Renoir, Jean - Das Verbrechen des EngländersJean Renoir
Das Verbrechen des Engländers
Eine Erzählung vom Landleben.
Aus dem Französischen übersetzt und mit einem Nachwort von Ralph Eue und Rolland Platte. 120 Seiten, Engl. Broschur, Euro 12,40
ISBN 3 92181054 X

Ein Kriminalfall in der Provinz, die hintergründige Geschichte eines blutigen Raubmords im Weiler Chèze Dieu in der Bourgogne: am 22. Dezember 1883 werden die Leichen eines spleenigen, reichen Hofbesitzers und seiner Angehörigen entdeckt.
Die kleinen Winzer und Tagelöhner der Umgebung ahnen, dass der Mörder ein zwielichtiger Fremder ist, der ehemalige Kavallerist Trancard, genannt „der Engländer“; aber sie lassen den Untersuchungsrichter im dunkeln tappen. Das eingefleischte dumpfe Misstrauen gegen die Gendarmen ist stärker als das Entsetzen über die Tat, so dass deren Aufklärung nicht das Ergebnis der Ermittlungen ist, sondern Folge einer Explosion von inneren Widersprüchen.
„Es ist ein Ensemble aus Personen, deren Schicksale ineinander verstrickt sind; aber es scheint, als hätten Klima, Nahrung, Arbeit und die ländlichen Traditionen der Bourgogne sie hervorgebracht – ähnlich einem Wein, der ja auch die Erinnerung an Lage, Boden und Wetter in sich aufbewahrt“, sagte Jean Renoir, selbst in dieser Landschaft aufgewachsen, über die 1979 – kurz vor seinem Tod – entstandene Erzählung.

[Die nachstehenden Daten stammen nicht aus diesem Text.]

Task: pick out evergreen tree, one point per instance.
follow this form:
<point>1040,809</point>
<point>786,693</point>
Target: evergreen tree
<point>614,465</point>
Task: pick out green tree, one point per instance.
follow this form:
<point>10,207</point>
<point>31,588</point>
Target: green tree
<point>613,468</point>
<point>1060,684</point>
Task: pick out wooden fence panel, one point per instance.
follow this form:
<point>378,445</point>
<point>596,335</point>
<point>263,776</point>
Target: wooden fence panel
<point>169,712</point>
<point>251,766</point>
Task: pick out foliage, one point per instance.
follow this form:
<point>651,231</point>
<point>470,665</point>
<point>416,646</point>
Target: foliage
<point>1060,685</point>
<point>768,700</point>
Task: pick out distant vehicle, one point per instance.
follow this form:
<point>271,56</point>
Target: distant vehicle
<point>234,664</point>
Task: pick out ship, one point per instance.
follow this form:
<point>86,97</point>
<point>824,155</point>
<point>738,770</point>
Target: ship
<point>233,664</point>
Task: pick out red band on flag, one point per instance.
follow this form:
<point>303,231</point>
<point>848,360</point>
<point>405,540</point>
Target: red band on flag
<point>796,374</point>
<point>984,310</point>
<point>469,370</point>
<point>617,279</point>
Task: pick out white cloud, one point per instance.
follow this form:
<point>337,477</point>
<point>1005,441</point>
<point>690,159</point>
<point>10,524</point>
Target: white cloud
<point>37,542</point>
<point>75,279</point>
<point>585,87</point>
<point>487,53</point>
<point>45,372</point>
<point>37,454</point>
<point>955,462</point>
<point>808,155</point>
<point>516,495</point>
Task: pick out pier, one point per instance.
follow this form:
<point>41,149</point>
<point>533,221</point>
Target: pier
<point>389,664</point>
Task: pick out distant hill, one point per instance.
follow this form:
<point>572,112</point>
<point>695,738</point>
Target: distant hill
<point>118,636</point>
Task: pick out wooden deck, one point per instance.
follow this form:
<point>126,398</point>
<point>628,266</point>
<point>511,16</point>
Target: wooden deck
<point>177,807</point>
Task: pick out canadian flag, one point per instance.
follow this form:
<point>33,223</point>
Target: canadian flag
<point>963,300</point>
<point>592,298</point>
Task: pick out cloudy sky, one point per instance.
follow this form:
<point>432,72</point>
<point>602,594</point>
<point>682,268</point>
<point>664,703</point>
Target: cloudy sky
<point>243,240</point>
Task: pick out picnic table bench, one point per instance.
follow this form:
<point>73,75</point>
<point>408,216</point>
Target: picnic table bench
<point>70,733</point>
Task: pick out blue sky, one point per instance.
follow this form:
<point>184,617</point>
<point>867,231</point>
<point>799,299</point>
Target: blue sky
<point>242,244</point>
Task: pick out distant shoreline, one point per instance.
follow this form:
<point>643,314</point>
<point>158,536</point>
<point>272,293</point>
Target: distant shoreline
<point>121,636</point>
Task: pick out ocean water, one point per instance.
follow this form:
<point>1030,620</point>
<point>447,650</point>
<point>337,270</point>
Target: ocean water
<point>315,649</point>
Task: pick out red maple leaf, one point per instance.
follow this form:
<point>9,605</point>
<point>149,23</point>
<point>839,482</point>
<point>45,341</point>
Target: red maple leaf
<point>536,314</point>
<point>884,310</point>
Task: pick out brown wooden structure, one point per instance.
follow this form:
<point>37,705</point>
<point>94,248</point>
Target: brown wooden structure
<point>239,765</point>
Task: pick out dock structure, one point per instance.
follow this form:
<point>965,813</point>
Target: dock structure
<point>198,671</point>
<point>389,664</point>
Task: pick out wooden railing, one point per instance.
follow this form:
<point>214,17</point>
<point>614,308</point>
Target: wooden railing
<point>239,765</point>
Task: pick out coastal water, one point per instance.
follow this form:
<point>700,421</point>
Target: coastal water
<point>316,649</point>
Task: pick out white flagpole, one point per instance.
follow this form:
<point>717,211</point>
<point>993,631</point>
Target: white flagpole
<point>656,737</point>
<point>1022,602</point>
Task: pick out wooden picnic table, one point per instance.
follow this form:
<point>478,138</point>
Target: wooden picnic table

Am großen Kamin wurden die Nachrichten in Umlauf gebracht. Hier, wo sich abends die Bauern vor dem Feuer versammelten und auf ihre Suppe warteten, überbrachten die Einwohner von Villiers einander die Neuigkeiten. So kam es, daß das Verbrechen in der Chèze Dieu schon am selben Abend Gesprächsthema war.
Die Bewohner von Villiers wußten sehr wohl, daß der Engländer die Schlächterei begangen hatte, aber das war kein Grund zu „plaudern“. Sie hätten nur einige Schritte gehen müssen und hätten dem Staatsanwalt Auriole im Hotel de l’Etoile gegenübergestanden. Trancard wäre auf der Stelle festgenommen worden und das Dorf von dieser überschweren Last befreit gewesen. Diese Lösung schien den Bewohnern von Villiers jedoch nicht annehmbar. Der Engländer genoß den geheimnisvollen Schutz der Bevölkerung aus dem schlichten Grund, daß die französischen Bauern immer gegen die Gendarmen eingestellt sind.

Jean Renoir wurde am 15. September 1894 in Paris geboren, starb am 12. Februar 1979 in Los Angeles und ist begraben neben seinen Eltern in Essoyes in der Bourgogne – dem ländlichen Schauplatz seiner Kriminalerzählung Das Verbrechen des Engländers.
Jean Renoirs Ruhm rührt zwar her von seinen Filmen, er schrieb aber auch Theaterstücke, eine Biographie seines Vaters, eine Autobiographie und Erzählungen, die stilistisch seinen Filmen eng verwandt sind, „tollkühn in ihrer Einfachheit“, wie Jean-Luc Godard urteilte.